Razem z Rakanem siedzieliśmy w gabinecie dyrektora, czekając na loszkę, która miała nas oprowadzić po terenie szkoły. Lepiej żeby trzymała się z dala od mojego karakana. W pewnym momencie do pomieszczenia weszła para blondasków. 

- Hej, ja jestem Lux, a to Ezreal, pokażemy wam szkołę - powiedziała dziewczyna, na dłuższą chwilę zawieszając wzrok na moim ukochanym, a potem przenosząc go na mnie. Pfff..

Wstałam, podając jej rękę.

- Xayah, a to mój chłopak Rakan - mruknęłam do blondynki, podkreślając słowo mój.

Po krótkiej wymianie zdań wyszliśmy z gabinetu, idąc przez hol. 

Luxanna pokazała nam między innymi gdzie jest stołówka, internaty drużynowe, aula i kilka innych istotnych miejsc. Kiedy przechodziliśmy przez jeden z holi, koło jakichś szafek, jakaś kulka w zielonej czapce przebiegła mi pod nogami, przez co straciłam równowagę. 

- Skarbie! - usłyszałam głos Rakana, który w ostatnim momencie uchronił mnie przed upadkiem.

- Dziękuję - zaśmiałam się pod nosem. Kątem oka zobaczyłam dość niemiły wzrok Ostatniej Iskry Demacii - co to było? - dodałam po chwili.

- Teemo - odpowiedział Ezreal towarzyszący naszej trójce.

- Ekh.. em... - odchrząknęła Lux w stronę puchatej kulki. Kiedy stanęłam w końcu na nogach, zobaczyłam przed sobą Yordla.

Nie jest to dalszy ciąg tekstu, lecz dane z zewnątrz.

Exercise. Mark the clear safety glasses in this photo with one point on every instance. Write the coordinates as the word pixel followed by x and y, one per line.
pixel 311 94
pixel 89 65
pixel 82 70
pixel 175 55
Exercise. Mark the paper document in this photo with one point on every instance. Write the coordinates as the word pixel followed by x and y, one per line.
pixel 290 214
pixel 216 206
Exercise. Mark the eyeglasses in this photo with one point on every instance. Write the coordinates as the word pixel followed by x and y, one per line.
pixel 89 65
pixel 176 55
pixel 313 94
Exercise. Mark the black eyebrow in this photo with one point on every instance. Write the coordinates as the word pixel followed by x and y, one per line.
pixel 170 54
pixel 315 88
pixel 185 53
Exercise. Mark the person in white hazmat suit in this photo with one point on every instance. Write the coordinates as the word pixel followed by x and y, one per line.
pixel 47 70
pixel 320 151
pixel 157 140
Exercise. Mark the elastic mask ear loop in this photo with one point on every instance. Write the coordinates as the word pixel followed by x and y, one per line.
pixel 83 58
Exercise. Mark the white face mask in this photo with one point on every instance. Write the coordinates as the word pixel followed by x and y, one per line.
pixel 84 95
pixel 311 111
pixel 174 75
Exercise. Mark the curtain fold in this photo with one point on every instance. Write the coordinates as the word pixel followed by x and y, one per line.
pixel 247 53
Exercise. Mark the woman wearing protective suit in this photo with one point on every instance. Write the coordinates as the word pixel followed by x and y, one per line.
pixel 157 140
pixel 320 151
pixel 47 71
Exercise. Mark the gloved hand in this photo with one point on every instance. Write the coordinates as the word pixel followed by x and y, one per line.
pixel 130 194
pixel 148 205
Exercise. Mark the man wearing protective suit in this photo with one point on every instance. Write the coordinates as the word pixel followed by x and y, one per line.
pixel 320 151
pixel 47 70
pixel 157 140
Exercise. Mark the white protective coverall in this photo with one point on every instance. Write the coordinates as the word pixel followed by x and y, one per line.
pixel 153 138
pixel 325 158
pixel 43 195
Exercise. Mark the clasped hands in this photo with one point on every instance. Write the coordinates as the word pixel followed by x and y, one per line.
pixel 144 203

- Wybacz, goniłem Tristy - zarechotał futrzak, wskazując na kolejnego karzełka.

- Nic się nie stało - zwróciłam się do... - Xayah - schyliłam się podając małemu dłoń.

- Teemo - tak, Teemo. Tak się nazywał.

- Chodźcie dalej, czas nam ucieka - pośpieszała nas blondi dyżurna.

- Tak, już idziemy - mruknął Rakan w jej stronę. Idąc dalej, napotkałam ciekawski wzrok jakiejś czerwonowłosej dziewczyny...




Perspektywa Katariny:




Koło mnie przeszła nasza ukochana para dyżurnych oprowadzająca jakichś nowych po szkole. Skrzyżowałam wzrok z różowowłosą dziewczyną w kapturze.

- Kim oni są? - spytałam Talona, z którym przed chwilą prowadziłam konwersację na temat podziału stołówki. 

- Nie wiem, ale na pewno są nowi - mruknął w odpowiedzi chłopak.

- Zdążyłam się zorientować głupku - zaśmiałam się, odprowadzając wzrokiem nową parę uczniów.

- Tylko nie głupku - poczułam na biodrach dłonie Talona. Odwróciłam się w jego stronę, lustrując go wzrokiem. 

- Bo co? - spytałam, uśmiechając się chytrze.

- Bo to - zaśmiał się brunet, przybliżając się do mnie, w tej samej chwili stanął przed nami Garen, odchrząkując.